The basic idea behind cloud migration was to lower operating costs and remove the need for dedicated on-premises services.
As it turns out, in 2025 that trend is reversing somewhat. While public cloud adoption has dominated enterprise IT strategy for the past decade, new data suggests the pendulum may be swinging toward a more nuanced, workload-specific approach to infrastructure planning.
A recent survey from Liquid Web of 1,000+ IT professionals reveals significant gaps between cloud marketing promises and operational realities. The data indicates that many organizations are reassessing their infrastructure strategies based on actual production experience rather than theoretical benefits.
Key Survey Findings
The Liquid Web survey revealed the following trends:
86% of IT professionals currently use dedicated servers in their infrastructure stack.
55% cite full control/customization as the primary driver for choosing dedicated over cloud.

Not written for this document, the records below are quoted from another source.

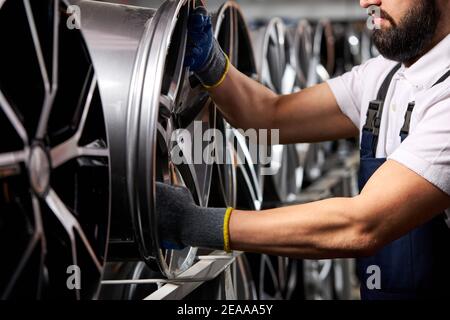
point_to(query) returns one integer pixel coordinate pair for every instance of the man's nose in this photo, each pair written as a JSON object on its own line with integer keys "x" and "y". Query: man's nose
{"x": 367, "y": 3}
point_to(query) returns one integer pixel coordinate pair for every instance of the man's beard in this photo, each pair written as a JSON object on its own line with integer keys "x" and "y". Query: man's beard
{"x": 411, "y": 37}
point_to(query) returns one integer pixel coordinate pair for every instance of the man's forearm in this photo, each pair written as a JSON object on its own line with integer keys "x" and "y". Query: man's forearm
{"x": 323, "y": 229}
{"x": 244, "y": 102}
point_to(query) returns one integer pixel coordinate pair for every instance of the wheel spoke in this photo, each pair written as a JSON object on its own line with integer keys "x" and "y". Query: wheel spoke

53% view dedicated servers as essential for their current operations.
45% expect dedicated server importance to grow by 2030.
“The greatest surprise was that 42% of IT pros said they were migrating workloads back from public cloud to dedicated servers,” Ryan MacDonald, chief technology officer at Liquid Web, told ITPro Today. “This large-scale reversal clearly indicates that cloud isn’t always the endgame for infrastructure.”
Why IT Teams Are Abandoning the Cloud
The motivations behind this reverse migration are telling.
When asked about their primary reasons for choosing dedicated infrastructure over cloud, 55% of IT professionals cited full control and customization as the top factor. Performance, compliance requirements, and predictable pricing rounded out the primary drivers.
The study provides some clear clues on what is pushing organizations back to dedicated environments.
“We discovered that compliance, variability in performance, and loss of control were the leading drivers of cloud repatriation,” MacDonald said. “Companies dealing with sensitive data, whether for AI, healthcare, or financial systems, came to the realization that shared cloud environments could not satisfy their uptime, security, or audit needs.”
This aligns with the study’s findings about unexpected costs. Nearly half of IT professionals (47%) reported facing surprise expenses related to their infrastructure, with most falling in the $5,000 to $25,000 range. Additionally, 32% believe their organization wastes cloud spending on unused features or excess capacity, a problem that doesn’t exist with dedicated servers’ predictable pricing models.
The Communication Challenge
One of the study’s most concerning findings relates to organizational alignment. Seventy percent of IT professionals believe executive leadership underestimates the role dedicated servers play in modern tech stacks, while 31% don’t feel confident explaining infrastructure choices to nontechnical leadership.
The dedicated servers driving the reverse migration aren’t the cumbersome, inflexible systems of the past.
“Today’s dedicated servers aren’t what they once were,” MacDonald said. “Thanks to innovations such as bare metal automation, hybrid orchestration, and composable infrastructure, dedicated environments now provide cloud-like agility with enterprise-level control.”
This modernization addresses one of the study’s key findings about improvement priorities. When asked what they’d most like to enhance about dedicated servers, 25% of respondents pointed to easier scaling, which historically is a major advantage of cloud platforms.
Smart Economics: When Dedicated Makes Financial Sense
The cost equation between cloud and dedicated infrastructure is more nuanced than many organizations realize.
“One of the most effective ways is to know workload fit,” MacDonald said. “Dedicated servers provide predictable pricing and no overage fees or underutilized capacity, thus making them a better long-term investment for stable or compliance-driven workloads.”
The study supports this perspective, with 32% of respondents agreeing that their cloud infrastructure budget is wasted on underused features and excess capacity.
Far from being a legacy technology, dedicated servers appear positioned for growth. More than half of IT professionals (53%) still consider dedicated servers essential, and 45% believe their importance will increase by 2030. Only 13% view them as a dying technology.